L’obiettivo Tokyo, per la tua terza Olimpiade, non è più un’utopia ma una reale possibilità da cercare sino al 29 giugno, con lo scopo di avvicinare il più possibile quel limite di 8,22 e salire nel ranking mondiale.
Quali sono i tuoi prossimi programmi agonistici?
Innanzitutto ci tengo a dire che mi sento veramente ottimista. A Rieti venerdì scorso c’erano condizioni non ideali, freddo, nuvole basse e il vento, anche se mi ha favorito al tempo stesso mi infastidiva, oltre al fatto che ho riprovato la rincorsa più lunga che sento nella mia natura e con cui mi trovo benissimo.
Non c’è ancora una precisa programmazione ma posso dirti che molto probabilmente salterò a Savona, al meeting Giulio Ottolia e, dopo, in funzione del risultato vedremo di cercare la gare migliori da fare, considerando ovviamente che, anche se sono un giovane ragazzo, devo sempre convivere con il fatto di non poter saltare in troppe competizioni, nel senso che devo ben recuperare tra una e l’altra.
Tutti gli appassionati di atletica, e non solo visto che sei uno sportivo conosciuto da tutti, sperano che tu possa coronare il desiderio della partecipazione olimpica. Ma dopo, quali sono i tuoi programmi?
Io sto molto bene, e anche dopo le Olimpiadi non voglio certo smettere per cui sicuramente punto almeno a disputare la prossima stagione, che vede appuntamenti importanti quali i Mondiali in Oregon e gli Europei a Monaco di Baviera.
Poi, alla fine del 2022, vedrò le mie condizioni e deciderò, ma intanto posso dirti che ho appena preso il brevetto di primo livello FIPE, la Federazione Italiana di pesistica, perché un giorno finita la carriera agonistica mi piacerebbe fare anche il personal trainer.
E la musica, non suoni più?
Quella passione, per ora, l’ho abbandonata mentre ti confesso che ora sono molto coinvolto nelle attività di gaming e, infatti, quando torno a casa dopo gli allenamenti mi piazzo davanti alla console e non mi schiodo per ore, e poi chissà un giorno potrei dedicarmi anche all’attività di streamer.
A proposito di casa e famiglia, so che pur essendo molto aperto e disponibile, non ami quasi mai parlare delle tue vicende personali. Posso chiederti, però, se la tua lunghissima storia d’amore va sempre a gonfie vele e se pensi di coronarla con il matrimonio?
Io e Giuseppina (Palluzzi ndr) stiamo insieme da 20 anni e viviamo insieme da tempo.

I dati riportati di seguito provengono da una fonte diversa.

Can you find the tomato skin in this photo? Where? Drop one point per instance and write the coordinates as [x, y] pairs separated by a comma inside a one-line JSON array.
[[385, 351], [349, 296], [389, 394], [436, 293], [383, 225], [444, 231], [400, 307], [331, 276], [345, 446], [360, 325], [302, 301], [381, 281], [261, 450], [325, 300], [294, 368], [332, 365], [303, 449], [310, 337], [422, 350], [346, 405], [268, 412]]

Stiamo benissimo e quel che posso dirti è che, magari, dopo le Olimpiadi potremmo pensare di far nascere un piccolo Andrew.
Dopo questa tenerissima novità non posso che incrociare fortissimo le dita e farti il mio personale più grande in bocca al lupo perché, veramente, vederti alle Olimpiadi sarebbe, oltre a un’enorme soddisfazione per te, un grande spot per tutto il movimento dell’Atletica.
Per chiudere so che ci tieni sempre a ringraziare il tuo Gruppo Sportivo dell’Aeronautica.
La parola “grazie” nei loro confronti mi sembra quasi riduttiva, perché mi hanno sempre sostenuto e aiutato in ogni momento, anche quelli più difficili e sai bene come ce ne siano stati tanti.